The scene that awaited her outside was a mix of triage and refugee camp. The only serious wounds, of course, were psychological, but these were no less likely to make a victim prone than the physical variety. Molly moved among the survivors, a new flightsuit ridding her of the external stains, leaving only the other kind within her. As she looked for people to tend to, she was amazed at how many of the crewmen were already working to care for the rest, losing themselves in the ability to help another.

She approached Cat, who was spreading some of the blankets from Parsona’s crew bunks out across the forest floor. She touched her shoulder and Cat turned. The two women frowned at each other, eyes glazed over with tears. They hugged, the power in Cat’s arms squeezing out some of the painful stress in Molly’s back. The touch of another, even as the embrace with Walter had shown, gave her hope that she could get over the things she’d seen, could summit the awfulness and perhaps rappel safely down the other side.

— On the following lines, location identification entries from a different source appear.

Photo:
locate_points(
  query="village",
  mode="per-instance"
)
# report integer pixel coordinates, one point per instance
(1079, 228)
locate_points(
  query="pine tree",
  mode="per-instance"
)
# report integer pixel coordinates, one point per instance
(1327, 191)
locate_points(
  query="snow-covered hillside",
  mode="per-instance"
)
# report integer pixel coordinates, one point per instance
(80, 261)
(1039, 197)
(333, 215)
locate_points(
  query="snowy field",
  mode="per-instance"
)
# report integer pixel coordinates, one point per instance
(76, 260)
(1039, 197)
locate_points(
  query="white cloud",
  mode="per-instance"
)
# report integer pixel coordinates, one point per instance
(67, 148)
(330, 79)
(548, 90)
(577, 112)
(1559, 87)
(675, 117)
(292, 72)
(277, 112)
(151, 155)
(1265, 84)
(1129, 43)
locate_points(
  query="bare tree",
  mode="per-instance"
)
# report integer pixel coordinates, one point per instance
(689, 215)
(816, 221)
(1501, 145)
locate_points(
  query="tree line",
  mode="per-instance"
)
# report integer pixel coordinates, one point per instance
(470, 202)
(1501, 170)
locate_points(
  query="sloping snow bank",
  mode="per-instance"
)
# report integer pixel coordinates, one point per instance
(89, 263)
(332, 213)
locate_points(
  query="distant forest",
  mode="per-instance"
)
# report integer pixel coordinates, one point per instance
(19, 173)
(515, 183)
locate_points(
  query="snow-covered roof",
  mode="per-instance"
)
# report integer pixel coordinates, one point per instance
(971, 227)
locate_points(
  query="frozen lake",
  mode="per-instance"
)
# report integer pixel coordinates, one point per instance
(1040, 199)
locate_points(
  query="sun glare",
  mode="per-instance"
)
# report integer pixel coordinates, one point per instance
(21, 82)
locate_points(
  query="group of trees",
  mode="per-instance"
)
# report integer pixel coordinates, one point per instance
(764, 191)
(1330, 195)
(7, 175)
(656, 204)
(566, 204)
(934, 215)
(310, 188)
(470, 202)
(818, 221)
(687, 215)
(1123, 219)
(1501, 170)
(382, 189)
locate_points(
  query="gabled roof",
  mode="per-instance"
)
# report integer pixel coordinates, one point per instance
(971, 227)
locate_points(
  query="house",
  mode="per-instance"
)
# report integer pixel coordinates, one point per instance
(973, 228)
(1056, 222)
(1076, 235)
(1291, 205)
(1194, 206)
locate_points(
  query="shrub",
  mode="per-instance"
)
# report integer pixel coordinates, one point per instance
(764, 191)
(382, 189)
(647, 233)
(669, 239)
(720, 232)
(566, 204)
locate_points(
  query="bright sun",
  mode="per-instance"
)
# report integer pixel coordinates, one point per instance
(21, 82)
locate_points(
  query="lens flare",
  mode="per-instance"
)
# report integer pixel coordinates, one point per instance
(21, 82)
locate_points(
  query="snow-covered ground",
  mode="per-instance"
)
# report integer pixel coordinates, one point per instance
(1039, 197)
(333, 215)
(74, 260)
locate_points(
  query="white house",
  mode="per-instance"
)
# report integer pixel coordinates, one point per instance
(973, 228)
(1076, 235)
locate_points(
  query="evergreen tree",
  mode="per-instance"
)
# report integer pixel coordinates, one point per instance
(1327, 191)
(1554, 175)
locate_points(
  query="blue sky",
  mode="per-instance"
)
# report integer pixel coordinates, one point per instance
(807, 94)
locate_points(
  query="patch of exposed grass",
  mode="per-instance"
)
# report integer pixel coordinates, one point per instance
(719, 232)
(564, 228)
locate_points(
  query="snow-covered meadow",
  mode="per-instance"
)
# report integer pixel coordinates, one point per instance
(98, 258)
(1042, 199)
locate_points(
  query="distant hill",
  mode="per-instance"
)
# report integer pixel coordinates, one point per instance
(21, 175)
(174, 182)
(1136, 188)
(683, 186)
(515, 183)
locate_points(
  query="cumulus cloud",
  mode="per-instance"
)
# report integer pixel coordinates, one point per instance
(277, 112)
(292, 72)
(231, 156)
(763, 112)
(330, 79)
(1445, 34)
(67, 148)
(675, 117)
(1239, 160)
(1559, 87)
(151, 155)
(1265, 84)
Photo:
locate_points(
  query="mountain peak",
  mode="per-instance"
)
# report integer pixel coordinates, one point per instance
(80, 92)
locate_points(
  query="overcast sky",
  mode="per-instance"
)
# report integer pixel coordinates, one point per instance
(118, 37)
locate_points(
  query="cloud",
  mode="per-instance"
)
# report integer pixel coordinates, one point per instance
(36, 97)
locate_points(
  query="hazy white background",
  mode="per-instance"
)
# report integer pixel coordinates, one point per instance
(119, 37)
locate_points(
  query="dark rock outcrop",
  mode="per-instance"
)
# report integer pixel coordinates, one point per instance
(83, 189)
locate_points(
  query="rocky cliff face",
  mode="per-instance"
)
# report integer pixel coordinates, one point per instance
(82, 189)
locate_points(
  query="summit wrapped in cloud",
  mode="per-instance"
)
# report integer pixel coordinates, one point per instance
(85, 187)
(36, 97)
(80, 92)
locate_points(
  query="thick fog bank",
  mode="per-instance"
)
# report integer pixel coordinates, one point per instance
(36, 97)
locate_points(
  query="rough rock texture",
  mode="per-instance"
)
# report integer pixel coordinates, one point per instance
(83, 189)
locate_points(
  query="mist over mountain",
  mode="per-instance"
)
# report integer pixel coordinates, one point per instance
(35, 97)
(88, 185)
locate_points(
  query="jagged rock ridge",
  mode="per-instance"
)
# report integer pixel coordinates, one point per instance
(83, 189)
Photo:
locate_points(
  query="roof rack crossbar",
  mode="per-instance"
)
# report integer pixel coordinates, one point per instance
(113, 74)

“You did good, kiddo,” Cat whispered.

They separated and Molly looked away, rubbing at the bottom of her eyes.

“Where’s Scottie?” Molly asked. “Is he doing okay? Urg—I’m the one who told him to keep looking for—”

“Stop that.” Cat turned her around and held Molly’s shoulders. “Don’t do that. He was doing what he had to. There’s bad luck involved, you’ve gotta remember that.”

Molly nodded, but only to last thing Cat said. She bent over and grabbed two of the blanket’s corners and helped spread it out over the dried leaves and broken twigs. Several crewmen immediately helped others sit down, each of them cradling a cup, bottle, or a mug of water. One of the crewmen—an older woman Molly remembered from the simulator room—tugged on Molly’s elbow and pointed over to a cluster of seated figures.

“The Admiral wants to see you,” the lady said.

Molly turned to Cat. “Be loose with the water. I’ll make a run into Bekkie tonight and top up the tank and load up with food. Don’t let anyone set up camp too close to the thruster wash.”

Cat nodded and gave her arm a squeeze.

Molly took a deep breath and marched over to the small circle where Saunders seemed to be conferring with a group of higher-ups. They fell silent as she approached, their wrinkled eyes swiveling around to watch her. She felt ridiculous standing there, on display, so she sank down to the blanket, and everyone adjusted to make room.

“Admiral.” She gave him a somber look, which took little effort given how she felt.

Saunders glanced around at the others, almost as if on the verge of dismissing them. The gray gentleman—the one from the hallway of the StarCarrier—looked at her warmly, the corners of his mouth curling up.